„Rzeczpospolita" sprawdziła, jak długo trzeba czekać w Warszawie na wizytę w największych prywatnych sieciach medycznych. Do lekarzy popularnych specjalizacji, takich jak ginekologia, trzeba czekać już ok. 5 dni, a specjalizacje wąskie, takie jak endokrynologia czy hematologia, wymagają zwykle 3 tygodni oczekiwania.
- Rosnące kolejki w prywatnej służbie zdrowia jednoznacznie wskazują na braki kadrowe - uważa Jakub Szulc, były wiceminister zdrowia, dyrektor sektora ochrony zdrowia w EY. - Gdyby problem kolejek dotyczył tylko placówek publicznych, świadczyłoby to o niedofinansowaniu systemu publicznego. Odpłatność za wizyty nie umożliwia natychmiastowego przyjęcia do lekarza specjalisty, a to świadczy o braku dostępności naszych lekarzy. Ministerstwo powinno podjąć pilne działania w obszarze kształcenia kadr medycznych, przede wszystkim zwiększając liczbę miejsc na kierunkach lekarskich - dodaje.

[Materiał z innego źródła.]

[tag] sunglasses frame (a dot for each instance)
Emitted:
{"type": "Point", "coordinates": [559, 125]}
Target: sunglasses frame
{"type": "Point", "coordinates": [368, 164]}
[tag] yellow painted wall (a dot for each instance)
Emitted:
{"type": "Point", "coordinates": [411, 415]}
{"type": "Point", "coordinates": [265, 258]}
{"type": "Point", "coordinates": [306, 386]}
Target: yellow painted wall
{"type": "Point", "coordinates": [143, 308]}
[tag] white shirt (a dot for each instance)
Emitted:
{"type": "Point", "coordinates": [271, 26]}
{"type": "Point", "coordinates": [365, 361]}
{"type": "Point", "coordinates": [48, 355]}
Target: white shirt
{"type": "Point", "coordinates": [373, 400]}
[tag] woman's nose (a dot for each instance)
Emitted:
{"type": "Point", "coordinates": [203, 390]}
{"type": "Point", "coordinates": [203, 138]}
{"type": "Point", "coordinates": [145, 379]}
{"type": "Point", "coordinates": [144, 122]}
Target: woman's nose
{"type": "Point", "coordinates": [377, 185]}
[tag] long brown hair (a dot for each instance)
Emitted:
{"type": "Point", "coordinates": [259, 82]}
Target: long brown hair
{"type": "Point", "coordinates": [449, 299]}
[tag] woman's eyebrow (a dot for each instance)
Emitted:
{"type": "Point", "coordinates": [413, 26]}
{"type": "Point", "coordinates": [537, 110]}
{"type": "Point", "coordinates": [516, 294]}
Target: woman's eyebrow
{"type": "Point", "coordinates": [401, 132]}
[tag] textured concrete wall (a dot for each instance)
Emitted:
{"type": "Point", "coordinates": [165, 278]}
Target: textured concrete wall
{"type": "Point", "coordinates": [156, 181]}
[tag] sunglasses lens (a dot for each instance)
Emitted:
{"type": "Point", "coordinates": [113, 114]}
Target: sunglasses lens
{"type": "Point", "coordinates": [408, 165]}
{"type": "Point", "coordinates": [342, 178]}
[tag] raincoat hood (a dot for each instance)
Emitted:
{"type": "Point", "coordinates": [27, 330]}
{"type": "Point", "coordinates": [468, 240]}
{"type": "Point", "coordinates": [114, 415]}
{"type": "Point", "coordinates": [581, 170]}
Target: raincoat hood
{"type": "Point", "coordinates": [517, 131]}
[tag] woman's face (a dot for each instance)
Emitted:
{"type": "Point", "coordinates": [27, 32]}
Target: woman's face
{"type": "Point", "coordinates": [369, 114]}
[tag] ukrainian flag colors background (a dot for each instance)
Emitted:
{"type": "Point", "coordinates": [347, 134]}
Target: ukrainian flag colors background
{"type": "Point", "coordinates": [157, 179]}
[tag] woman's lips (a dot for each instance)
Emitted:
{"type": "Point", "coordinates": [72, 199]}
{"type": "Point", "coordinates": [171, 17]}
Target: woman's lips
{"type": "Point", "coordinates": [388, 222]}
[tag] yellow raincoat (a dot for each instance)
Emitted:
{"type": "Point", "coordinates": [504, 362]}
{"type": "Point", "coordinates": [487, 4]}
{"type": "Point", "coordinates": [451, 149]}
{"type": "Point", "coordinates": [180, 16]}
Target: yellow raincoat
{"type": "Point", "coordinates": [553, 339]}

- O ile jakiś czas temu problem niedoboru kadr medycznych występował tylko na prowincji, o tyle teraz jest widoczny także w miastach, gdzie lekarzy jest najwięcej - tłumaczy Damian Patecki, wiceprzewodniczący Porozumienia Rezydentów Ogólnopolskiego Związku Zawodowego Lekarzy (OZZL). - W dodatku ostatnie działania Ministerstwa Zdrowia i rządu, takie jak reforma POZ i oparcie leczenia na lekarzu pierwszego kontaktu czy wprowadzenie sieci szpitali, spowodują, że popyt na usługi lekarskie będzie rósł. Szczególnie na specjalistów, do których dostęp będzie jeszcze bardziej ograniczony - tłumaczy Patecki.